After a day of pleas from my mother, my brother said that if I still thought it was important, I should be the one who called the hospice. Hurt and stubborn, I thought he could call himself, so I didn’t. My mother died dirty. I don’t think we even turned her or offered a little leg rubbing. We were almost afraid of her, of her anger. We didn’t realize she couldn’t turn herself on her side.

Then, too late, I remembered her oft-repeated story about the moment as a child when she knew she’d recovered from the flu. She told how her mother washed her all up, put a newly laundered white nightgown on her, and prepared her for the entrance of the doctor who came in triumphantly, put his black bag on her bed, and said, “Your eyes are as bright as two silver dollars!” She liked that line. For all I know, the whole scene was out of a movie. At another time she said the flu killed her doctor.

Too late I understand that what she wanted was not just to be bathed, but to be prepared by her mother for a miraculous recovery. One cannot suddenly be a mother to one’s mother on her deathbed. One must prepare over many years. And if it can’t be done, one must forgive oneself.

I come the closest to that when I remember a moment after she slipped into coma, when she began to thrash and call out. My brothers were alarmed. I said to her, as she said to us many times in our childhood, calling out at night from her bedroom, “It’s all right. It’s just a nightmare. Everything is all right.” I said to her, “Everything is fine. You’re at home and the wisteria is blooming outside this window. You’re right where you wanted to be. Everything is fine now. You’re safe.” She relaxed and smiled faintly.

My brothers are still bitter. They feel that I did all this for myself and to make myself look good. I think they felt that I could have kept my mother alive if I’d tried. They think I take her death lightly. But I think my mother felt that Death had accidentally dropped her back in 1918 and that now Death was only picking her up again.

I had a fantasy that after my mother died, that I would wash her body. It was clear that my brother would not allow that. When the mortician came with his body bag, the only thing I could do was to grab the armful of stargazer lilies beside her bed and put them into the bag on her breast. A bouquet for her voyage to the next planet.

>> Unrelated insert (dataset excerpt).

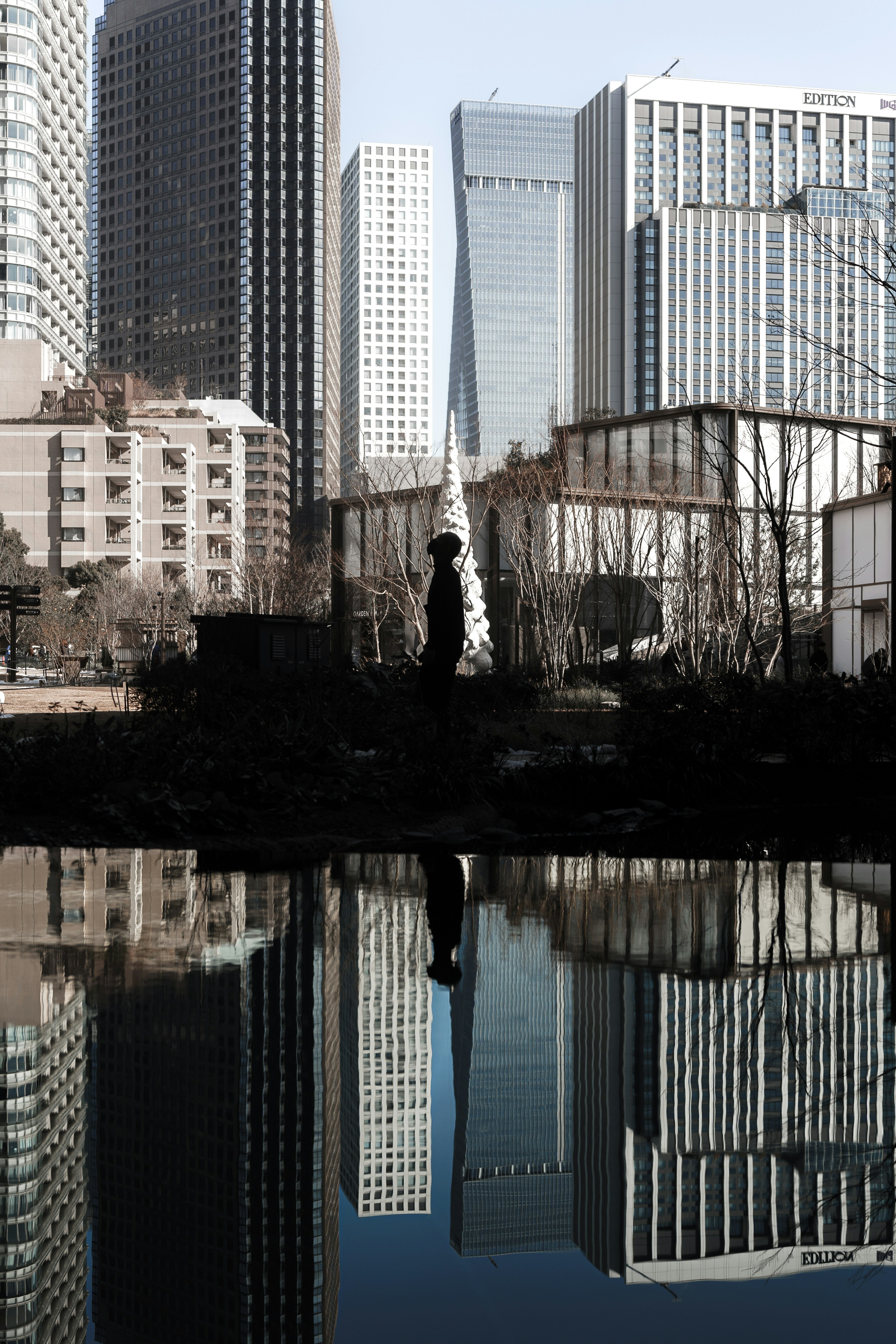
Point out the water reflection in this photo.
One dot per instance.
(683, 1070)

The point of this is not MY story, but that every minister worth his or her salt has a story like this. Clinical Pastoral Education is meant to get it out where the minister can deal with it, grow from it, and never give any parishioner the idea that the minister only wants to see that person in church, dressed up. Religion is more than a social event. It is about more than prestige.

5 comments:

Anonymous said...

What a lonely struggle you had at your mother's end. I'm sorry. Although my own family was disfunctional in some ways, both of my brothers and both of their wives were nothing if not supportive of whatever I did on Mother's behalf. Peace.
Cop Car

Mary Strachan Scriver said...

My mother died when there were no blogs yet, but there were listservs. I have to say that the people on those listservs, many of them Native American, came through like champs with reassurance and sharing. Some of them lived through much harsher stuff that I've ever faced, but it didn't make them tough. Instead, it made them human.

Prairie Mary

Corky Alexander said...

I love your blog. You sound like someone that could help me. I am going to subscribe to it.

Anonymous said...

It has been a year since my mother died and the pain just gets worse. I don't want to burden the people around me so I try to find solace in other ways. Thank you for writing about what you went through when your mother died. It couldn't have been easy. But it made me feel less alone.

Mary Strachan Scriver said...

People who go into the ministry often have more opportunities than most to be part of healing groups where people listen to each other and share ideas. I urge all people who are struggling with grief to find such a group. Sometimes it's as easy as looking in the phone book or asking one's minister. Sometimes you have to create one yourself.